The app also includes a ‘virtual recording studio’ for people to edit their audio. For now, Ripple can only create instrumental music.
ByteDance told Music Ally that the AI model used by Ripple has been trained on music licensed or owned by ByteDance, as well as music that was produced in-house.
The company’s spokesperson confirmed that it has NOT been trained on commercial music from labels, nor on tracks released by independent artists through TikTok’s SoundOn distribution arm.
It’s clear that Ripple is a work in progress that will evolve. For example, we wondered whether people will be able to create tracks using the app, and then upload those tracks to TikTok to make money. Seemingly not yet.
“We will look at user feedback during the test phase and may develop new product features going forward,” ByteDance’s spokesperson told us in response to that question.
Who owns the copyright to music created using Ripple? “The music creator owns the content the user has uploaded to Ripple, to the extent the music creator has a copyright interest in that content,” said the spokesperson.
(One potential pitfall of letting people hum or sing to create source audio, of course, is that they may choose to hum or sing copyrighted songs. If people start singing ‘Single Ladies’ or ‘Bohemian Rhapsody’ or ‘Shape of You’ to Ripple to see what it makes (which they will), ByteDance will have to deal with the ensuing moderation challenges if the results can be shared publicly, let alone released commercially.)
Ripple’s launch isn’t entirely a surprise. In May MBW spotted a pair of ByteDance job ads for roles working on an app that would “significantly lower the music creation barrier and inspire musical creativity and expression”.
The company had previously tested a desktop music-making application called Mawf, in 2022, which like Ripple was capable of turning “incoming signals” like singing into music.
Further back, ByteDance acquired one of the first AI music startups, British firm Jukedeck, in 2019. The company’s CEO Ed Newton-Rex would become product director of TikTok’s AI Lab.

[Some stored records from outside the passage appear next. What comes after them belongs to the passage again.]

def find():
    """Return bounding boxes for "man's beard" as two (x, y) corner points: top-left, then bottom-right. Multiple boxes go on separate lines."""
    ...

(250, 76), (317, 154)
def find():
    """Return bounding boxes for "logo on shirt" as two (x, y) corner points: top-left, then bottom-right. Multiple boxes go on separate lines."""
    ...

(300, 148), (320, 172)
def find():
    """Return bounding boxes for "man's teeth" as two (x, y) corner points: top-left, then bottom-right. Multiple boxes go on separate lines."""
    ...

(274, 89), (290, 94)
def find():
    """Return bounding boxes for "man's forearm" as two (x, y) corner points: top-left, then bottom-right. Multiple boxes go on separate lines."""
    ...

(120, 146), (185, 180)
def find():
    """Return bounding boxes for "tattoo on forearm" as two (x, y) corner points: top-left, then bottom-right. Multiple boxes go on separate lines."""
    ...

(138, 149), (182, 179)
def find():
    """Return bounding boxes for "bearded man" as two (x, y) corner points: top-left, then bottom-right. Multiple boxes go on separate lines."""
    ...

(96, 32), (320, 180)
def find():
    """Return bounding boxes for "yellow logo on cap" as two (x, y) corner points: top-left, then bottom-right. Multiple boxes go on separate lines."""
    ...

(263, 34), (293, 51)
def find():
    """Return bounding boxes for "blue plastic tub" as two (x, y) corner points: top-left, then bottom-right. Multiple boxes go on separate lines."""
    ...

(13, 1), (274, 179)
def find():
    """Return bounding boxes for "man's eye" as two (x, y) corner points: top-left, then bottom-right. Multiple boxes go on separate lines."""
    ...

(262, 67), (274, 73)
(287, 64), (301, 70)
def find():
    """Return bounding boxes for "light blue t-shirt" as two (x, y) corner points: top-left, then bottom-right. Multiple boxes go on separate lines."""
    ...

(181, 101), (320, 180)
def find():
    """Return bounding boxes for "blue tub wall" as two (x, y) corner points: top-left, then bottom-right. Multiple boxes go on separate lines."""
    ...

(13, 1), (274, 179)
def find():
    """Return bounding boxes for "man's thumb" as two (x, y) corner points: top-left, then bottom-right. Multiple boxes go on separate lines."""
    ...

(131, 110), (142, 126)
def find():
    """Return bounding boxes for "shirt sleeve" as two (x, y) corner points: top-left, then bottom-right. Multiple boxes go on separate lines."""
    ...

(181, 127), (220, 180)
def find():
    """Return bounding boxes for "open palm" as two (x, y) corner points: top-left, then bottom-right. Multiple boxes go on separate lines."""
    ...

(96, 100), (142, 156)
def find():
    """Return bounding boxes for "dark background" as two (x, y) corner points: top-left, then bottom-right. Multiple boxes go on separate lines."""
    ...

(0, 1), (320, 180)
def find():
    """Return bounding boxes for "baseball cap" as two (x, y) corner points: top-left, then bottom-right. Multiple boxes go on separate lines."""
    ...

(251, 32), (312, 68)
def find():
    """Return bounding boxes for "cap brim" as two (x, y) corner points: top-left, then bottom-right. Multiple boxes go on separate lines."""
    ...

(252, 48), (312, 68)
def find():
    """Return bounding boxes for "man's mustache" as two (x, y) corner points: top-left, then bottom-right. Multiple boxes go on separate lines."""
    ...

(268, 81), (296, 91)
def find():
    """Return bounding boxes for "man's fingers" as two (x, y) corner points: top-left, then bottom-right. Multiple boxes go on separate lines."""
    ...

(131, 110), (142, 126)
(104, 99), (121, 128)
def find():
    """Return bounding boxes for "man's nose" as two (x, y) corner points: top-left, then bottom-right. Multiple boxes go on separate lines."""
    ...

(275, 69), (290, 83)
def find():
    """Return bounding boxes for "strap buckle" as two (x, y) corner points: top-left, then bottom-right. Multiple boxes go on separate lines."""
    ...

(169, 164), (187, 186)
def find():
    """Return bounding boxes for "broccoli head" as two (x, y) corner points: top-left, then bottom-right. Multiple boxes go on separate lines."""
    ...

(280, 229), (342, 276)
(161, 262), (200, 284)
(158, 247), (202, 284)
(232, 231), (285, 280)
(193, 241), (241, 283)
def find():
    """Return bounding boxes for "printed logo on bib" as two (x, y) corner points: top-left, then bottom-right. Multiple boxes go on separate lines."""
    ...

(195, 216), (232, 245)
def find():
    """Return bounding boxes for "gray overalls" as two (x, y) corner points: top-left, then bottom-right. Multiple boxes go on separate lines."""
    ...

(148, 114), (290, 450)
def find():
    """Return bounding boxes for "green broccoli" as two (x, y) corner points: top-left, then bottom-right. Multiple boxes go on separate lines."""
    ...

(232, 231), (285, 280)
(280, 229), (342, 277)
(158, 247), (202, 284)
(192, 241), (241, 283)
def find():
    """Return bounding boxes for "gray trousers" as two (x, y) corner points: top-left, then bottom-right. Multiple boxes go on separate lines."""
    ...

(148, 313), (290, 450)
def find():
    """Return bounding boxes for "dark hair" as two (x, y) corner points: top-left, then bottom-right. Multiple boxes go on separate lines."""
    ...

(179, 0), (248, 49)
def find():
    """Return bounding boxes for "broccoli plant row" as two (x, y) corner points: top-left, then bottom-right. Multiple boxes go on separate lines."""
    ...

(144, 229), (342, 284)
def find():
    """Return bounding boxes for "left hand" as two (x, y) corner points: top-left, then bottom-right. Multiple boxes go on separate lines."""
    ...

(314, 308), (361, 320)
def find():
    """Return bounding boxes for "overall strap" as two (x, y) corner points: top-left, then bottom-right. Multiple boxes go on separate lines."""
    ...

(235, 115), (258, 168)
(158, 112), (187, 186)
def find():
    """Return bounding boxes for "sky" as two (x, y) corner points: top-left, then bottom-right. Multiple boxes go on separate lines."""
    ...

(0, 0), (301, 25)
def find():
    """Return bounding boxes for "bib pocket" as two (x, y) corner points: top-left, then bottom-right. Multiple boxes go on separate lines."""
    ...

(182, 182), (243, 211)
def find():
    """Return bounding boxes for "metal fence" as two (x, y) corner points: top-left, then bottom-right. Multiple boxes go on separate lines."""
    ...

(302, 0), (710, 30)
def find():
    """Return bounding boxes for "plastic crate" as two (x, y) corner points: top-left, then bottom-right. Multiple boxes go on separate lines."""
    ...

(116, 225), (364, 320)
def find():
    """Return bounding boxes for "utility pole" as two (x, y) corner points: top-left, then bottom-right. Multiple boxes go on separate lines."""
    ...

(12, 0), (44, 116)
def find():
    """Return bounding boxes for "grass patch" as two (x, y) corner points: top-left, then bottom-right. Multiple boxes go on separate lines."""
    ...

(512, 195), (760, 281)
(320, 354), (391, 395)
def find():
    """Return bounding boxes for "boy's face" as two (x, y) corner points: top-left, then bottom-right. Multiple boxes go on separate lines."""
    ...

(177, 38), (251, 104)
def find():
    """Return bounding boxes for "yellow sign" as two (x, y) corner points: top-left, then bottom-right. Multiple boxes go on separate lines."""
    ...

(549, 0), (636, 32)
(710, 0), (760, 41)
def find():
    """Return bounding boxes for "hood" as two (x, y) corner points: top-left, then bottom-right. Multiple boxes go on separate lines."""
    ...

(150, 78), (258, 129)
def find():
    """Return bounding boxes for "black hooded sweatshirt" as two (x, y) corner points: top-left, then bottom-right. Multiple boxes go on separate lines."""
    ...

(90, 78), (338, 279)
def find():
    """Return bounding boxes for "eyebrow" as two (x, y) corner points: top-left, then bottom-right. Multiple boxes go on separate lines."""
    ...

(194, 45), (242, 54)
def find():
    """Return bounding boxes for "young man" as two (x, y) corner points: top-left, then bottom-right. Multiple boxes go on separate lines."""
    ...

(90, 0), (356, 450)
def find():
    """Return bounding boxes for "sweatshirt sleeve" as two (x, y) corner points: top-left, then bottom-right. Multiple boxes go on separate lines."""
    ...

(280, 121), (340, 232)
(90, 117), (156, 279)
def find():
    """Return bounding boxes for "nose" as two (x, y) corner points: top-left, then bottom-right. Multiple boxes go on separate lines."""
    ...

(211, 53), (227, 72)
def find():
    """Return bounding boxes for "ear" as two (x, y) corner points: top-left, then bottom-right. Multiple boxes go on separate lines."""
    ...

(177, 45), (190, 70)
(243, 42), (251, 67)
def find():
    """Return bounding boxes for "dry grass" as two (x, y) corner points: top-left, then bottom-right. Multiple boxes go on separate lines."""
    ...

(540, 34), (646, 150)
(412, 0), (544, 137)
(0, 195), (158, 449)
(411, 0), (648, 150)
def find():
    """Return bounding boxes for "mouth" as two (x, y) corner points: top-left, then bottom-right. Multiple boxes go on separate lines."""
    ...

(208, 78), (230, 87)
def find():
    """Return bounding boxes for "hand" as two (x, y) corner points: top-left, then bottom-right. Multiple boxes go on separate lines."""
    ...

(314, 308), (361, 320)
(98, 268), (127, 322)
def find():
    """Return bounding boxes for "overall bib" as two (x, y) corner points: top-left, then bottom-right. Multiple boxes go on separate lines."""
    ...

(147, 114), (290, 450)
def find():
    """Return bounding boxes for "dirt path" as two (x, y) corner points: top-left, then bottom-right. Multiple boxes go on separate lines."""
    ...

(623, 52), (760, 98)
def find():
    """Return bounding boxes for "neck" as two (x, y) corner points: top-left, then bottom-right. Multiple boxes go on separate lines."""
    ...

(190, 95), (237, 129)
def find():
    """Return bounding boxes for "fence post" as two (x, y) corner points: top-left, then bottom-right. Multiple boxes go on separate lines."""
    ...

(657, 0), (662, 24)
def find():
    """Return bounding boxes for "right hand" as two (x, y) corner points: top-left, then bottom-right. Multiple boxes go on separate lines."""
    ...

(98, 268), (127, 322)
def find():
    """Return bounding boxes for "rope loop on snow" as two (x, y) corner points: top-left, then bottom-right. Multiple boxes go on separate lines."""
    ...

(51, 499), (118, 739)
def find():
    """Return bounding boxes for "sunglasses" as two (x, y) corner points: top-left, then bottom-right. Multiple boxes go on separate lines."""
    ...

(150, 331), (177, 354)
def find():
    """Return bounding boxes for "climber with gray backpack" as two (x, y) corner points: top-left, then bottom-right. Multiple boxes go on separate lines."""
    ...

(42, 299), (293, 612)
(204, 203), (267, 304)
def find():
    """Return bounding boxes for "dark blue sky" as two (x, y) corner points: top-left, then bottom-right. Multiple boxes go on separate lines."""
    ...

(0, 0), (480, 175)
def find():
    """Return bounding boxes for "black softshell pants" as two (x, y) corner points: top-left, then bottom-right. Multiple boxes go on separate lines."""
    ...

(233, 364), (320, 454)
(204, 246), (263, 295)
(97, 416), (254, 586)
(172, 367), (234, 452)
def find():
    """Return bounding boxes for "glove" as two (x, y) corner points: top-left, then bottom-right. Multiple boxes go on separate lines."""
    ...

He left the company in 2021 and has since worked at Snap’s music-creation app Voisey, and is currently VP of audio at one of the most prominent generative-AI companies, Stability AI.
TikTok took an experimental leap into music creation last year with its StemDrop partnership with UMG and Simon Cowell. It broke a track into stems and made it available for TikTokers to remix and use in their own videos.
In other words, ByteDance has been interested in music creation – including AI music – for several years now, and Ripple is just the latest expression of that interest.
Its ‘sing or hum a melody and Ripple will turn it into a song’ is likewise not a brand new development. Startups including Vochlea, HumOn and HumTap have explored this idea, although the latter firm has since pivoted to become a web3 livestreaming app.
Other companies have been exploring alternative, text-to-music interfaces where text prompts are used by AI models to generate music. We wrote about Splash Pro earlier today, as well as recent similar models launched by Google and Mubert.